The following is presented as part of The Columbian’s Opinion content, which offers a point of view in order to provoke thought and debate of civic issues. Opinions represent the viewpoint of the author. Unsigned editorials represent the consensus opinion of The Columbian’s editorial board, which operates independently of the news department.
It is, possibly, the perfect metaphor for our times.
It involves voters’ reluctance to pay for services. Legal and illegal drugs. Demonization of “others.” Crime. Profiling. And a sense that any Joe off the streets can do the job of professionals.
In short, it involves the destruction of norms and our willingness to undermine the foundations of society.
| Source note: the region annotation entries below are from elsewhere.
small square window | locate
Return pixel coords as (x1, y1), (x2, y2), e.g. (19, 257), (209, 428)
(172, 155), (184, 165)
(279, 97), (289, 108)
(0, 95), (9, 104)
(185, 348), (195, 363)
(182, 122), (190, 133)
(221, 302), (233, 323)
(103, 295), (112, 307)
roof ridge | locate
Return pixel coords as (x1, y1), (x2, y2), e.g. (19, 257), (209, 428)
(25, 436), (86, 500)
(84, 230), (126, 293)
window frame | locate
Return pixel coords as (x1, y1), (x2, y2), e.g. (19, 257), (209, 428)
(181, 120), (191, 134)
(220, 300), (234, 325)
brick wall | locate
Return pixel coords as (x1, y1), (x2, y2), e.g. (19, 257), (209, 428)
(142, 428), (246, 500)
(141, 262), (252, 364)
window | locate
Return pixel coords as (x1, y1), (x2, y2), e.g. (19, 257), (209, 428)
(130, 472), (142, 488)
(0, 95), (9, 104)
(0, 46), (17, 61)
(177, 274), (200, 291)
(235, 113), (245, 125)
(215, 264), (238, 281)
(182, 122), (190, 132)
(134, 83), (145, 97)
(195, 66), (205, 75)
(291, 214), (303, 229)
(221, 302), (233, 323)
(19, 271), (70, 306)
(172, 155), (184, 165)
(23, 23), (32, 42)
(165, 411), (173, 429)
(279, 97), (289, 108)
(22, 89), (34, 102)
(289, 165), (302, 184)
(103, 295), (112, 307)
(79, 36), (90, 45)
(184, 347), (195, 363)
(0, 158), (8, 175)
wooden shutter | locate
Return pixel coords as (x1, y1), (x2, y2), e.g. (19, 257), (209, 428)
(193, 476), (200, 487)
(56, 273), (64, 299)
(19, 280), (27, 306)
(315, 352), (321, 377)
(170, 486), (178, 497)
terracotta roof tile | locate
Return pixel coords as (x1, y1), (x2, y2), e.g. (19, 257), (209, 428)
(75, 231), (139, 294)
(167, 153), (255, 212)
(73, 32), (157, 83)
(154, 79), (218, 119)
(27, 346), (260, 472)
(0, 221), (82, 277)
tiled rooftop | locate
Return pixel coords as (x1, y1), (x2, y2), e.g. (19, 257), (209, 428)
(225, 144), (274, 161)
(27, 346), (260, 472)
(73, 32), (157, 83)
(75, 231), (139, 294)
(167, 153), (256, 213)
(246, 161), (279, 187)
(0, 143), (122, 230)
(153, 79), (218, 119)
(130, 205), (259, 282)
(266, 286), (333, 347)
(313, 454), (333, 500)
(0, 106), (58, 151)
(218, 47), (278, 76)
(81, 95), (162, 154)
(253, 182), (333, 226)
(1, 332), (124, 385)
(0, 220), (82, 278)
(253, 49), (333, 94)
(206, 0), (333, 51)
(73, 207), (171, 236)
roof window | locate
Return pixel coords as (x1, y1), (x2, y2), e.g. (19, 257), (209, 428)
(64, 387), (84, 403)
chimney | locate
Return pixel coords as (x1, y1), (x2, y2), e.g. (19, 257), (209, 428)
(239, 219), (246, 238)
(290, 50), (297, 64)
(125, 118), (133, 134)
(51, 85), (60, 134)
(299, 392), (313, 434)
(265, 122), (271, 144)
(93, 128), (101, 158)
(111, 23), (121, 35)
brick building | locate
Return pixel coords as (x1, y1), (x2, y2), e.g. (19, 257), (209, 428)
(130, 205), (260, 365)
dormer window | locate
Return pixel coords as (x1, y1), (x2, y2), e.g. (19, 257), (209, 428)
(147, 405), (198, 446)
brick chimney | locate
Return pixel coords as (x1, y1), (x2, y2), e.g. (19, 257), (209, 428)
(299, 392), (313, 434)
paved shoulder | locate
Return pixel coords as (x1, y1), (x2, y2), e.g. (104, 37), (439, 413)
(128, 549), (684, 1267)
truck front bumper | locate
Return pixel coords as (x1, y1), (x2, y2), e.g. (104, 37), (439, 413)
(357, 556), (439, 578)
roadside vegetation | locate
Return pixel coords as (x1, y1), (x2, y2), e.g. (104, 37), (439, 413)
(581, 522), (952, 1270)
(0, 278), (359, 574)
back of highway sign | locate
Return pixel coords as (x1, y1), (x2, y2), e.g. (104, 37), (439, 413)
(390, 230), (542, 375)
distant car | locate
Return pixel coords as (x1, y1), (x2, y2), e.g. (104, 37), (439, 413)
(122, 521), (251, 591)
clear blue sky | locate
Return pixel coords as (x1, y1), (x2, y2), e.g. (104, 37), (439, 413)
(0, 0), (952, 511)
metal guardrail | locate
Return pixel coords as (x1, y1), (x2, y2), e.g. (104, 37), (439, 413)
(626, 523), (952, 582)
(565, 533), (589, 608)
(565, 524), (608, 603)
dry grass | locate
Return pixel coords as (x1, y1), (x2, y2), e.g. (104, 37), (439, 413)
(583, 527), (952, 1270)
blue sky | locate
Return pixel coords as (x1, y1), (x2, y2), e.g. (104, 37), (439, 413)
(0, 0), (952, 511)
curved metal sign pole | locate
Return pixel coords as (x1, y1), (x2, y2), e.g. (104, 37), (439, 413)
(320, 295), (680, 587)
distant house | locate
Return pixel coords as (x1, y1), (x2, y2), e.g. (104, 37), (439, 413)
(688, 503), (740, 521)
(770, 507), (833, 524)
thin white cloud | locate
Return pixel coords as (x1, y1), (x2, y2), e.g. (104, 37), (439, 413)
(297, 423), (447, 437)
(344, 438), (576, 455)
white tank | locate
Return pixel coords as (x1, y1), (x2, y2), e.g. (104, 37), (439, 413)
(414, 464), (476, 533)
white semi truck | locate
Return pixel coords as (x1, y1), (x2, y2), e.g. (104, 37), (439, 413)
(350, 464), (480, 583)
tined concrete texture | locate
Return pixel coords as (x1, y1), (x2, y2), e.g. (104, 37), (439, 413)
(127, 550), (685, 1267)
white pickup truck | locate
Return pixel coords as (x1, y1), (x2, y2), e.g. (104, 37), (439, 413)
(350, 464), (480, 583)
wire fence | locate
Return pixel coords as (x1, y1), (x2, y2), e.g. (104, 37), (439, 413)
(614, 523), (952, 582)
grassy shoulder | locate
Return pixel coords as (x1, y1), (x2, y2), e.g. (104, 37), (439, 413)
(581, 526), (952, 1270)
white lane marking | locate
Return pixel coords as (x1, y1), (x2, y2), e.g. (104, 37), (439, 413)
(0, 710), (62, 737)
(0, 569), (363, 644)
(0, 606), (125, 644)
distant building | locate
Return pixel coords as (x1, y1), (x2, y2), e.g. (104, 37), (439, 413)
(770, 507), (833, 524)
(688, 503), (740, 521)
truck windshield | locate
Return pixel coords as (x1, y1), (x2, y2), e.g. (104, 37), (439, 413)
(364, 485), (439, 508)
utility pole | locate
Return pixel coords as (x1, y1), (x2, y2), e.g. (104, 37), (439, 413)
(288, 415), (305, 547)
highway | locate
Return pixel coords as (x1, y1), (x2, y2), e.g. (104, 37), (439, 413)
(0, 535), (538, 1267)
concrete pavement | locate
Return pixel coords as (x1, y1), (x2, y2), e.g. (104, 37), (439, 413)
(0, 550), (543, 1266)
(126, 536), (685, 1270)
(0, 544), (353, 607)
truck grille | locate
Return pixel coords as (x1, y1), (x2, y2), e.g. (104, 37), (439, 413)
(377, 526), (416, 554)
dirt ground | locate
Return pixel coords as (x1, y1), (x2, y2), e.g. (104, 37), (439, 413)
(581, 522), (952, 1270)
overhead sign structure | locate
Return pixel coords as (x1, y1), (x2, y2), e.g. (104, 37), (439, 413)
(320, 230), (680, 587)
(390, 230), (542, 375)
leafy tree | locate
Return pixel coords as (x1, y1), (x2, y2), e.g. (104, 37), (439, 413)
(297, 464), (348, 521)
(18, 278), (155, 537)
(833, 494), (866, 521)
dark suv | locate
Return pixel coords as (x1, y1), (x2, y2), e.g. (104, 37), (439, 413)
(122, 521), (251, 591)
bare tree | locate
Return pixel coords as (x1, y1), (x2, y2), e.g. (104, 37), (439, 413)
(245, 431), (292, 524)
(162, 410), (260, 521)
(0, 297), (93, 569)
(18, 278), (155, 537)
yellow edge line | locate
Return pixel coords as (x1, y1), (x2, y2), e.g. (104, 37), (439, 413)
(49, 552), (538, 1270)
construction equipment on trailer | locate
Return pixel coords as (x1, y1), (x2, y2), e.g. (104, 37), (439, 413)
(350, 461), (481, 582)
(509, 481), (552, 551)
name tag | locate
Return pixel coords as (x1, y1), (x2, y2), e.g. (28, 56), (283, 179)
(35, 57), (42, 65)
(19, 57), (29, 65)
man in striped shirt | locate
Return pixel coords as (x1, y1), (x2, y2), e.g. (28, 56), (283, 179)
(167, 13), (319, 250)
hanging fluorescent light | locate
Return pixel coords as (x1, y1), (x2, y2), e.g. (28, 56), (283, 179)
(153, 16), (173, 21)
That might be an overstatement. But the situation in Cave Junction, Ore., seems to encapsulate many of the things that are chipping away at the social construct that long has provided stability throughout the United States.
We’ll start at the end: In Cave Junction, a town of about 2,000 people in Southern Oregon, the city council has agreed to try a new experiment in policing. Cave Junction does not have a police force, and the Josephine County Sheriff’s Office that protects the town has been decimated over the years by budget cuts. According to media reports, a call to 911 at night can result in a 45-minute wait for help to arrive.
That being an untenable situation, the city council has voted unanimously to install security cameras on lampposts in the town and have a volunteer citizen patrol monitor those cameras. The group already conducts regular nighttime patrols in the town.
And that is where it gets interesting. Rebecca Patton, Cave Junction’s city recorder, told Jefferson Public Radio that the volunteers can identify “hardcore criminals” just by looking at them.
“They can identify them by the way that they dress, because they have a certain apparel that they wear all the time, or the way they walk,” she told the station. “Sometimes they carry things all the time, it could be something as simple as a skateboard. They have learned how to identify these people very, very quickly, then they know how to respond.”
That is a remarkable trick. And the guess is that some big-city police departments would be eager to hire volunteers who can identify hardened criminals just by looking at them. America has not had anybody with that kind of prescience since Bull Connor was controlling the streets of Birmingham. And at least Cave Junction might soon be rid of the scourge of people carrying skateboards.
The volunteers have not received formal training or undergone background checks, but Patton said she might introduce checks before granting access to security footage. Phew, that’s reassuring. And still the Oregon Justice Resource Center earned a gold star for snark by writing on Twitter, “Civil rights violation incoming in 5, 4, 3, 2, 1 …”
Which brings us to the beginning of the tale. Josephine County, where Grants Pass is the county seat and the entire population is about 87,000, was once a stable timber- and gold-mining area. But a decline in the timber industry, largely precipitated by federal policy, has hampered the county in recent decades. In 2018, the county received about $1 million from the federal government under the Secure Rural Schools program to mitigate a decline in the timber industry.
Times are tough, and because of that residents have repeatedly voted to reject funding for essential services. You know, like law enforcement.
Crime has increased, and the region’s burgeoning legal marijuana growing industry — combined with an illegal methamphetamine trade — has exacerbated the situation. A 2016 report from Medford’s KTVL described the city as “a town known for vandalism and break-ins with little police presence.” Fortunately, the criminals have a certain apparel they wear all the time.
All of this could describe many rural towns, the places where a struggling economy has combined with an anti-tax and anti-government ethos that moves us closer to anarchy. One solution would be for the good people of Josephine County to actually fund their sheriff’s office. But apparently that is not as appealing as allowing anybody with the proper amount of self-righteousness to handle the job.
So, in many ways, Cave Junction has become a metaphor for the current state of America.